At the software layer, AI is changing how operators manage customer interactions. Manish Agrawal, President and COO at Comviva, said the impact is visible in personalised engagement and automated billing. He stated, “Across telecom, the biggest day-to-day impact of AI is showing up in personalised customer engagement—how operators acquire customers, manage journeys, automate billing and revenue processes, detect risk, and shift operations from manual and reactive to predictive and intelligent.” Agrawal noted that Comviva is embedding AI into its products and workflows.

Pankaj Malik, CEO and Whole-time Director of Invenia-STL Networks, said the summit signals a move from discussion to delivery. He noted, “Resilient core-to-edge architectures, strong data governance, and automation-led operations will determine how effectively innovation translates into economic and societal value.”

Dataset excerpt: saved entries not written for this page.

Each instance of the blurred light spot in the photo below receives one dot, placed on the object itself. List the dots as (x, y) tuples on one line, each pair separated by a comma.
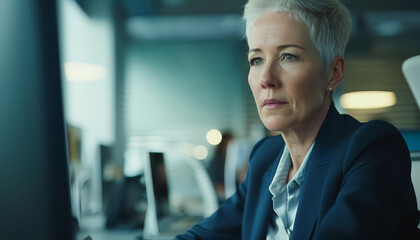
[(214, 137), (200, 152), (368, 100), (80, 72)]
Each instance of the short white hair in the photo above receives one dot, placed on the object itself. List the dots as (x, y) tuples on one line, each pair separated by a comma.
[(328, 21)]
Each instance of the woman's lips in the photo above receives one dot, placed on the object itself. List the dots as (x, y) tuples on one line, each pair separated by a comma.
[(273, 103)]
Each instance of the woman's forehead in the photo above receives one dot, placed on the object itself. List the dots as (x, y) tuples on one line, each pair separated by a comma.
[(278, 28)]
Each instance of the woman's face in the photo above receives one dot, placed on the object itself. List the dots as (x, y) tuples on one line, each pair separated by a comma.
[(285, 73)]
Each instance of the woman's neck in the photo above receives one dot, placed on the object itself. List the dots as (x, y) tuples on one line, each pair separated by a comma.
[(299, 139)]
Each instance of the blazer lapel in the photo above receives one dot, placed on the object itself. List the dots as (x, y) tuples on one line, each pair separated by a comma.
[(319, 161), (265, 205)]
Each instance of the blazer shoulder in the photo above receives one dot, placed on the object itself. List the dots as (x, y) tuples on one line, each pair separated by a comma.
[(377, 137), (377, 130)]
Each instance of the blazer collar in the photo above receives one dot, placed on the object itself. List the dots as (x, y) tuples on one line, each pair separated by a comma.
[(322, 154)]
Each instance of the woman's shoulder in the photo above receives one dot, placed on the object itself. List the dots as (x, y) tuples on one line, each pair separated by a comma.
[(376, 136), (376, 130)]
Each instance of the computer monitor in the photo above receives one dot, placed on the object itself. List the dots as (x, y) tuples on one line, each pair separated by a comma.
[(34, 179)]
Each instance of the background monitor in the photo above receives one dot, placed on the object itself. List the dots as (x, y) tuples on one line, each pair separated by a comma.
[(34, 182)]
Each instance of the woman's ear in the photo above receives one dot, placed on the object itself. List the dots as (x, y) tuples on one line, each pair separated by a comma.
[(336, 72)]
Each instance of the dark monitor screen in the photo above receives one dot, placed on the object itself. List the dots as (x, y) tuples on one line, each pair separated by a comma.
[(34, 183), (160, 183)]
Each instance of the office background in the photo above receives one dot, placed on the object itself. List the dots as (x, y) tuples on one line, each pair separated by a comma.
[(171, 70)]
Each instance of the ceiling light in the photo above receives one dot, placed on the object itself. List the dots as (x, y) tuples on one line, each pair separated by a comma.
[(81, 72), (368, 99), (214, 137)]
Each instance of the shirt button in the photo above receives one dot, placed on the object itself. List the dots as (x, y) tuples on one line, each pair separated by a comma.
[(292, 186)]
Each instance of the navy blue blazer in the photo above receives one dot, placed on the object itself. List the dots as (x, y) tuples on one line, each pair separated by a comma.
[(357, 186)]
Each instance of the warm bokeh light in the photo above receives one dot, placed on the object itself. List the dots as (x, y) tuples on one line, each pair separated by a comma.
[(368, 100), (80, 72), (200, 152), (214, 137)]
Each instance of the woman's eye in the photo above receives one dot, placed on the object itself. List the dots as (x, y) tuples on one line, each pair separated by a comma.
[(255, 61), (290, 57)]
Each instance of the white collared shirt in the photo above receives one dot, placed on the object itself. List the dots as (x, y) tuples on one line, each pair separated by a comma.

Satellite communications are also integrating AI. Gautam Sharma, Managing Director of Viasat India, said AI is reshaping the sector into cognitive infrastructure. He noted, “Networks are starting to learn from their own telemetry, using machine learning to spot anomalies early, predict congestion, and automate troubleshooting so availability improves even as traffic and complexity rise.” The convergence of telecom, software, and satellite sectors indicates that India’s networks are becoming the foundation of the digital economy.